We previously developed reporter-peptide nucleic acid (PNA)-peptides for sequence-specific radioimaging and fluorescence imaging of particular mRNAs in cells and tumors. However, a direct test for PNA-peptide hybridization with RNA in the cytoplasm would be desirable. Thiazole orange (TO) dye at the 5' end of a hybridization agent shows a strong increase in fluorescence quantum yield when stacked upon a 5' terminal base pair, in solution and in cells.
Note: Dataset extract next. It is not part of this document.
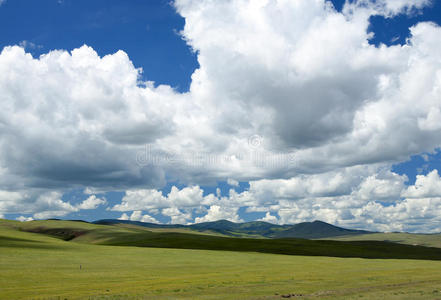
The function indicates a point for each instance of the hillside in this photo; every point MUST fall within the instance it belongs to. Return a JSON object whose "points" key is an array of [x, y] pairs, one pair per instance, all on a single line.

We hypothesized that hybridization agents with an internal TO could distinguish a single base mutation in RNA. Thus, we designed KRAS2 PNA-IGF1 tetrapeptide agents with an internal TO adjacent to the middle base of the 12th codon, a frequent site of cancer-initiating mutations. Our molecular dynamics calculations predicted a disordered bulge with weaker hybridization resulting from a single RNA mismatch. We observed that single-stranded PNA-IGF1 tetrapeptide agents with an internal TO showed low fluorescence, but fluorescence escalated 5-6-fold upon hybridization with KRAS2 RNA. Circular dichroism melting curves showed ∼10 °C higher Tm for fully complementary vs single base mismatch TO-PNA-peptide agent duplexes with KRAS2 RNA. Fluorescence measurements of treated human lung cancer cells similarly showed elevated cytoplasmic fluorescence intensity with fully complementary vs single base mismatch agents. Sequence-specific elevation of internal TO fluorescence is consistent with our hypothesis of detecting cytoplasmic PNA-peptide:RNA hybridization if a mutant agent encounters the corresponding mutant mRNA.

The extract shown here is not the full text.